India’s Janai Suraksha Yojana: A Conditional Cash Transfer Program for Maternal and Child Health

| October 19, 2011 | 0 Comments

By Cameron Johnstone
Maternal & Child Health Columnist

Mumbai mother holding her child. Photo courtesy of Wen-Yan King.

Should governments provide cash incentives to low-income populations for using available public health services? In 2005, the Indian Ministry of Health and Family Welfare introduced a Conditional Cash Transfer (CCT) program called Janai Suraksha Yojana (JSY) that does exactly this. Eligible pregnant women who deliver their babies in a government or accredited private health facility receive 600 Indian rupees ($13) in urban areas and 700 rupees ($15) in rural areas.[1] Evidence from JSY suggests CCT programs can have a significant impact, but also present practical and ethical concerns.

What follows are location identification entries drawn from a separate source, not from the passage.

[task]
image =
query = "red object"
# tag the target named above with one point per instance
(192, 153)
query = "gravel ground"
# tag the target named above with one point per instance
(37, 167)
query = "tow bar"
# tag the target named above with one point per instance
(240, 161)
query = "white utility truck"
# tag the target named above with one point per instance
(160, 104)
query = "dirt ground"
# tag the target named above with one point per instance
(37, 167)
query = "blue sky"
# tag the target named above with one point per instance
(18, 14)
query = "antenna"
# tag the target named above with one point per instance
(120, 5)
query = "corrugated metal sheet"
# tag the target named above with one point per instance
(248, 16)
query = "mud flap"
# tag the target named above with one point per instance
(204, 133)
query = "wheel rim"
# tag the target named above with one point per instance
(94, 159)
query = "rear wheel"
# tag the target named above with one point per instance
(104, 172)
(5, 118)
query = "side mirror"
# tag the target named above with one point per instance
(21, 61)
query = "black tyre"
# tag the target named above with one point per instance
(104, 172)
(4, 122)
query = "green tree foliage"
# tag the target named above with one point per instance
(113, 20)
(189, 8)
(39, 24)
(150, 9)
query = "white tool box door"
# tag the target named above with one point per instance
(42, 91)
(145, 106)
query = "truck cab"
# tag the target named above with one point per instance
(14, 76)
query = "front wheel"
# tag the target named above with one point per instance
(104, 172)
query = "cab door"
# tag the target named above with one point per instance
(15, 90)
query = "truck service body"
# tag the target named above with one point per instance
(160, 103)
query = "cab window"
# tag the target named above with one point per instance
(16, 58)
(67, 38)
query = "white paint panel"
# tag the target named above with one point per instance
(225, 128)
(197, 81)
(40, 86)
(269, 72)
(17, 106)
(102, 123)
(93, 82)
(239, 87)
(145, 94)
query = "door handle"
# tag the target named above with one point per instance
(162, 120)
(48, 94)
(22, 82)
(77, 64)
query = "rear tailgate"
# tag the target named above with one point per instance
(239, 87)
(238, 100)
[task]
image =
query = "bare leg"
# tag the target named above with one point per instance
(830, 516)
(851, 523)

The program now supports over 9.5 million births a year with a budget of $342 million. A 2010 study published in The Lancet concluded that JSY had significantly increased in-facility births and was associated with a modest reduction in perinatal and neonatal deaths.[1] India’s infant mortality rate has dropped from 55 per 1,000 births in 2005 to its current 48 in 2010, although other factors such as rising income may have contributed to this reduction.[2] Given this success, India is understandably experimenting with further CCT programs.[3]

However, the same Lancet study also found significant problems with the implementation of JSY. The authors observed a substantial variation in the percent of women receiving payments between Indian states – from as high as 42 percent to as low as seven percent. Women with some education had higher odds of receiving JSY payments than those with none, and, in some states, wealthier mothers were more likely to receive payments.[1]

In a conversation with the HCGHR, Dr. Daniel Wikler, a professor at the Harvard School of Public Health, noted that the families most in need tend to be the hardest to reach with CCT interventions. Dr Wikler states that “When payments are concentrated among the middle range of beneficiaries, the poorest and most isolated benefit less. In this way, you might even say the intervention increases health disparities.”[4] 

The inability of some Indian states to fully participate in JSY may be attributable to disparities in public health infrastructure between regions in India. Despite the availability of public facilities, nearly 80 percent of the total expenditure on health in 2005 was out-of-pocket private payments. One possible reason for this is the high level of absenteeism in subsidized public medical facilities: a 2003 survey found facilities were closed on average 56 percent of the time.[5] Although in 2005 India implemented the National Rural Health Mission with the goal of increasing public spending on health from under one percent to three percent of GDP, Indian healthcare is still largely private.[5] This raises the question: should resources spent on demand-management programs like JSY be better spent improving the supply of public healthcare itself?

Finally, conditional cash transfer programs like JSY also present ethical questions. When asked if CCT programs were paternalistic, Dr. Wikler said, “Most of the time when people use paternalistic they mean some kind of coercion is involved, which, arguably, there isn’t in this case.” But he went on to explain that CCT programs require caution due to the power of those making the payments to influence disadvantaged people’s decisions. Dr. Wikler raises the question, “Who am I to say what’s best for you?” He recommends focusing on the evidence underlying the intervention, stating, “intention on the part of the donor is not enough.”[4]

JSY demonstrates that CCT programs have the potential to expand in India and to other developing regions. However, as with the most global health work, operational and ethical challenges accompany the implementation of such programs.

 


[1] Lim, Stephen, et al. “India’s Janani Suraksha Yojana, a conditional cash transfer programme to increase births in health facilities: an impact evaluation.” The Lancet 375 (2010): 2009-2023.

[2] United Nations. Department of Economic and Social Affairs: United Nations Statistics Division. “Millennium Development Goals Indicators: The official United Nations site for the MDG Indicators.” New York City: UN, 2011.

[3] Prabhu, K. Seeta. “Can Conditional Cash Transfers Work in Rural India?” The Wall Street Journal. July 2009.

[4] Wikler, Daniel. Phone INTERVIEW. 15 Oct 2011

[5] Banerjee, Abhijit V., et al. “Putting a band-aid on a corpse: incentives for nurses in the Indian public healthcare system.” Journal of the European Economic Association 6 (2008): 487-500.

[6] Reddy, K. Srinath, et al. “Toward achievement of universal healthcare in India by 2020: a call to action.” The Lancet 377 (2011): 760-768.